The Internet Explorer update blocks vulnerabilities in controls that have been developed using versions of the ATL. MS09-034 is rated critical and affects all versions of IE. The update also repairs three memory corruption vulnerabilities that leave IE vulnerable to any malicious ActiveX in the wild. The flaws could be exploited by an attacker to take complete control of an affected system, Microsoft said.
"Customers who are currently up to date on their security updates are protected from known attacks related to this out-of-band release," Mike Reavey, director of the Microsoft Security Response Center said in a statement.

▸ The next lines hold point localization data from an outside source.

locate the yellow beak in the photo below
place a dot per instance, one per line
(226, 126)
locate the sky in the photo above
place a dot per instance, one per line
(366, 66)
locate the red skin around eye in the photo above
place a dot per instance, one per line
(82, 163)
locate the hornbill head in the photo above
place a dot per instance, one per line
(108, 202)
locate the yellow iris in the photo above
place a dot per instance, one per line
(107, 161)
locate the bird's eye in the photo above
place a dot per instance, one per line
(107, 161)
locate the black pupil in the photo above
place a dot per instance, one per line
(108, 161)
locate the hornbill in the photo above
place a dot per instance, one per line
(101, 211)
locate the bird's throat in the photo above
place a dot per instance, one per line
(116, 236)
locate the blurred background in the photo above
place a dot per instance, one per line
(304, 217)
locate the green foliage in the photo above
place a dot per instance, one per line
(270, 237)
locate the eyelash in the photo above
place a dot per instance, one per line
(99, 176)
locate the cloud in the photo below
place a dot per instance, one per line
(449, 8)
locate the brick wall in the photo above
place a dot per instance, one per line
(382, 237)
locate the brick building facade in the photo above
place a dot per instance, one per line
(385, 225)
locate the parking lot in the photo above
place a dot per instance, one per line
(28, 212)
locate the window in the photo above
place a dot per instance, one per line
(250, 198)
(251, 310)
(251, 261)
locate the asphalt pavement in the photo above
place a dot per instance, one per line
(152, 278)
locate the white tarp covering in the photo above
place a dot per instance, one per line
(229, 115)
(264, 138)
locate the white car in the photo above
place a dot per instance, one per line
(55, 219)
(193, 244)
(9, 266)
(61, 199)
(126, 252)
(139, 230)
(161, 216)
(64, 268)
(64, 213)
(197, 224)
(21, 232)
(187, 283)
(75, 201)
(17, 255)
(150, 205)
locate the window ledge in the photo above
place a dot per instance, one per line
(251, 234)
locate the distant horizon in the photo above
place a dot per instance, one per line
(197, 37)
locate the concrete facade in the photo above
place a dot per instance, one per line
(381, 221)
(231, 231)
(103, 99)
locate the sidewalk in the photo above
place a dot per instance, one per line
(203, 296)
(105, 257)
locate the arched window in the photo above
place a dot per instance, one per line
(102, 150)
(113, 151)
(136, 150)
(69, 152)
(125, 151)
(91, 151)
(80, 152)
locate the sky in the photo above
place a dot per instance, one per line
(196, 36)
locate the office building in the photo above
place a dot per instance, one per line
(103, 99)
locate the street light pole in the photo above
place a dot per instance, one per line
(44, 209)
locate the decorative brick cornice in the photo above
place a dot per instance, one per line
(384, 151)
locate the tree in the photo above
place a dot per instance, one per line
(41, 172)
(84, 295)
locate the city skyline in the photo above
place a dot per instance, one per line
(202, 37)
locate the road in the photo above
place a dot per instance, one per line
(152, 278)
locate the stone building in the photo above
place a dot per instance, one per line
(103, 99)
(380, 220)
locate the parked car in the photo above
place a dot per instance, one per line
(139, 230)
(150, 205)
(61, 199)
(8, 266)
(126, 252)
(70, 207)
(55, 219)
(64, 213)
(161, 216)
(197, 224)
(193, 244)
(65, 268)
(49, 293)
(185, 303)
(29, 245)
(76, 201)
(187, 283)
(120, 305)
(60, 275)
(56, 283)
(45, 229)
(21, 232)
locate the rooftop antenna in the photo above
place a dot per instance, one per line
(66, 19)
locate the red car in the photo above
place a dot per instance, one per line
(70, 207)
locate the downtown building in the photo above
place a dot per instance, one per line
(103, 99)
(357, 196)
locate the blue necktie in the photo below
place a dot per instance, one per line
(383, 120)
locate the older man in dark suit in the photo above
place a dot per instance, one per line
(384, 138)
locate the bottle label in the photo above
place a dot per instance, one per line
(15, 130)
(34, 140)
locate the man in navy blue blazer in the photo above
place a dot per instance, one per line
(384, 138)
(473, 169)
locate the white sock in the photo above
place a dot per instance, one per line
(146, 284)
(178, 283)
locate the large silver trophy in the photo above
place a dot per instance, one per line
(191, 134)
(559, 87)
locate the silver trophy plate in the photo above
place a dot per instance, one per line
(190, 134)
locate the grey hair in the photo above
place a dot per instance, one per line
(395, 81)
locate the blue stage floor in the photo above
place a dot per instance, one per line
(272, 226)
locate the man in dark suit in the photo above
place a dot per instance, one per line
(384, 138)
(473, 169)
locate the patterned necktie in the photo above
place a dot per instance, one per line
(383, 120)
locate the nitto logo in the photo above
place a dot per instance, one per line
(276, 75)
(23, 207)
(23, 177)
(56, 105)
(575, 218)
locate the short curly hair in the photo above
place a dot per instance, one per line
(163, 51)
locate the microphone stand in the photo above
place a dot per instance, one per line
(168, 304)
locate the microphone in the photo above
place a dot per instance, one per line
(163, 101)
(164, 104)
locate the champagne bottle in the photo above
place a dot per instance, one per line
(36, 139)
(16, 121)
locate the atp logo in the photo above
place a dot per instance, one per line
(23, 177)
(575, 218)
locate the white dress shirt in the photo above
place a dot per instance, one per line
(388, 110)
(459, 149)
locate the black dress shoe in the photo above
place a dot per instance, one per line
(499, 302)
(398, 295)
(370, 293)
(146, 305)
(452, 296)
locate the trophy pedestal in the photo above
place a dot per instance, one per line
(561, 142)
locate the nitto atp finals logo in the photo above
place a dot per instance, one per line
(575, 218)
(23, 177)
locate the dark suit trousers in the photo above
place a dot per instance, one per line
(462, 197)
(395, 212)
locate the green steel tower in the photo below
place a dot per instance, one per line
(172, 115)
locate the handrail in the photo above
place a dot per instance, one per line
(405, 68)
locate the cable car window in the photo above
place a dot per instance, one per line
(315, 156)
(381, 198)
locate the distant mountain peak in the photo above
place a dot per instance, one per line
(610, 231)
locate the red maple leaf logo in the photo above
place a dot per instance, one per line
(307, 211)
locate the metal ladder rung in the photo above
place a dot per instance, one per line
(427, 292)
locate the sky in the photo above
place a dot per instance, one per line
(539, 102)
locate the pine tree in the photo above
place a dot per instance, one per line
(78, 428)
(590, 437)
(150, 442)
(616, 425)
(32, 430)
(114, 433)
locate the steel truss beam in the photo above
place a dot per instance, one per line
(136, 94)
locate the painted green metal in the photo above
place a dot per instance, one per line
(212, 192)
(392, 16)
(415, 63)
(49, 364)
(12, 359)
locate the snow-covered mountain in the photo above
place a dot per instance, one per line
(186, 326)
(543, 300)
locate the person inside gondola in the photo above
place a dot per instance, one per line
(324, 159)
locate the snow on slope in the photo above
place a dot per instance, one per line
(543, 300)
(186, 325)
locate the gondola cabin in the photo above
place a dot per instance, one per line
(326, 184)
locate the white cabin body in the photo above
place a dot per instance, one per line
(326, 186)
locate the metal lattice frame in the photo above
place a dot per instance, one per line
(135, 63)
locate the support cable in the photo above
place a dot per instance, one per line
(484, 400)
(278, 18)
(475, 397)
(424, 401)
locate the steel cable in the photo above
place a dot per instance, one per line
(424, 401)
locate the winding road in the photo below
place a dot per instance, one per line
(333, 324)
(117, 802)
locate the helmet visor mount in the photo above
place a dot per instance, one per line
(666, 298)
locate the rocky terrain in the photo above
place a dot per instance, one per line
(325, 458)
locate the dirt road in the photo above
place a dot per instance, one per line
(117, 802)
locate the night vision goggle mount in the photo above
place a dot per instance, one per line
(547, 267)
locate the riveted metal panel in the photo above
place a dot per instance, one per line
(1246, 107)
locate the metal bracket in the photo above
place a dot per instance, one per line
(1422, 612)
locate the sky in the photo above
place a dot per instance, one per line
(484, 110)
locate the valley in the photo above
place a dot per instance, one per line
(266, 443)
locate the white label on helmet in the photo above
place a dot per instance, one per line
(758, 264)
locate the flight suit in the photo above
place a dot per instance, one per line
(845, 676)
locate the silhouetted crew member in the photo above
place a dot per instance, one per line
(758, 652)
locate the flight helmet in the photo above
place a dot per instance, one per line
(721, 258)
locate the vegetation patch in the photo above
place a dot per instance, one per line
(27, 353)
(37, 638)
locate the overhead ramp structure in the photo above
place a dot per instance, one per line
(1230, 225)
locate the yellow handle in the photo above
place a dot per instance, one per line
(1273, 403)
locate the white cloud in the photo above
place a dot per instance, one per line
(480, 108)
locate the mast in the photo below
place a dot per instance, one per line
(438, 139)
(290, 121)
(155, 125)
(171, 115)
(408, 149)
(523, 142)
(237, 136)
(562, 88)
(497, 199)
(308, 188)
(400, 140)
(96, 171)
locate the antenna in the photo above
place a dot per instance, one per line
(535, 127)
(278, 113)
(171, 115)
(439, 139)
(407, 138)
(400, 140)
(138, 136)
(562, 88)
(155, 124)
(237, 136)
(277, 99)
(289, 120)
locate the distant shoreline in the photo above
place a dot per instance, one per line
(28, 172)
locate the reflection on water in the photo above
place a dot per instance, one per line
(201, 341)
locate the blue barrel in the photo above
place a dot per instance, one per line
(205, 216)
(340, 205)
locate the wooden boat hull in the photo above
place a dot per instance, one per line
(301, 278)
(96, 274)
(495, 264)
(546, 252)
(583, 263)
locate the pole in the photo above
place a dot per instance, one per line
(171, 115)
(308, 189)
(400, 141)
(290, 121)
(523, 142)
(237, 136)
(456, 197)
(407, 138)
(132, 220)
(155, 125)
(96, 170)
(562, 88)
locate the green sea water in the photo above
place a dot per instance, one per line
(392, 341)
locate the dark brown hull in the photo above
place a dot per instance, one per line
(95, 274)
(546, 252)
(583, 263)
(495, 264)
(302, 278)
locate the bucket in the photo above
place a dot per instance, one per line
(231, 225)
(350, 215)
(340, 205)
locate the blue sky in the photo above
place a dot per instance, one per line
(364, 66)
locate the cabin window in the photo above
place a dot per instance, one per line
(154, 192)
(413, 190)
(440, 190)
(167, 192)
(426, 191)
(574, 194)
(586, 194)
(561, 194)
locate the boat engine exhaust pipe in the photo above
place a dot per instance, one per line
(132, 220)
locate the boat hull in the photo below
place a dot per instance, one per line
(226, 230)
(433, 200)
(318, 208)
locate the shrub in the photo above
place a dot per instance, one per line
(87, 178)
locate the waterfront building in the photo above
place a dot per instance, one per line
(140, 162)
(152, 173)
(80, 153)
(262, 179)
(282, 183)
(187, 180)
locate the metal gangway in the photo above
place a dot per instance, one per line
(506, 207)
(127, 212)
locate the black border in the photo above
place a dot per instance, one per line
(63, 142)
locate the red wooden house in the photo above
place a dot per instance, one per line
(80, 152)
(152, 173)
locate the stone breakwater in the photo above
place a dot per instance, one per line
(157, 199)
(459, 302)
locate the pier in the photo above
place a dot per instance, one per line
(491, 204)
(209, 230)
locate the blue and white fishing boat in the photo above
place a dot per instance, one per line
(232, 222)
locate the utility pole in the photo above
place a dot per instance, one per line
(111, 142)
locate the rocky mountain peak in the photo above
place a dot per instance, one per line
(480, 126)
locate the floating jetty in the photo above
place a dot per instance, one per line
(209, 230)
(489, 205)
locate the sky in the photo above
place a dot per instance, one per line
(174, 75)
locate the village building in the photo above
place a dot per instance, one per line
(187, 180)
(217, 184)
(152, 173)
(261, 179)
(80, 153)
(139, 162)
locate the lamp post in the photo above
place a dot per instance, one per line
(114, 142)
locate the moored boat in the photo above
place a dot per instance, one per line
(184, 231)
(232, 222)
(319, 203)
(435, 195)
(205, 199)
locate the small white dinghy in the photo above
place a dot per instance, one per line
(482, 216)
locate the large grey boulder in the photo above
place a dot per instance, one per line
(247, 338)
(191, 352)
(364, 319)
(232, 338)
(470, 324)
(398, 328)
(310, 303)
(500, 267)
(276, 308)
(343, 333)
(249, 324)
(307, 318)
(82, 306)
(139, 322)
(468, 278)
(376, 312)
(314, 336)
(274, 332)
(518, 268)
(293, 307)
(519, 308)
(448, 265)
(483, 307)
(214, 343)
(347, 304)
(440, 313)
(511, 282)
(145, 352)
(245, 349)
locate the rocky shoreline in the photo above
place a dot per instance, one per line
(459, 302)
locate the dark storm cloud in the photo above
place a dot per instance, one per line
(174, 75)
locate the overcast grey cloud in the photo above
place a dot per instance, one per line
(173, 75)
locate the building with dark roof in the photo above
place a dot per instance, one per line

The holes in Visual Studio could be potentially serious since the tool is used by developers and independent software vendors to build components used in Windows. MS09-035 addresses three flaws in the Active Template Library of Visual Studio that would enable developers to build vulnerable applications.
"To ensure customers are protected as quickly as possible, Microsoft is working to identify all vulnerable Microsoft-authored controls and components and will provide additional updates," Reavey said.
The ATL contains an uninitialized object vulnerability, a COM initialization vulnerability and a Null String vulnerability. The flaws can be exploited in drive-by attacks. An attacker can exploit the flaws in applications built using Visual Studio by setting up a malicious Web page.
"Patching urgently against this is recommended," said John Harrison, group product manager of Symantec Security Response. "One of aspects is you just don't know how pervasive a library may be and we've found previously that issues can show up in a variety of different software packages."
Technically some of the programs built inside of Visual Studio could be potentially vulnerable as well, said Jason Miller, the security data team manager at patch management vendor Shavlik Technologies LLC. Patching could be an issue for firms that have been building applications using Visual Studio, Miller said.
"It could be considered critical for companies out there using Visual Studio," Miller said. "If you are talking about a roll-out, this could take some time. They would have to repackage some of their DLLs if they determine they would be vulnerable by having their DLLs built by this product."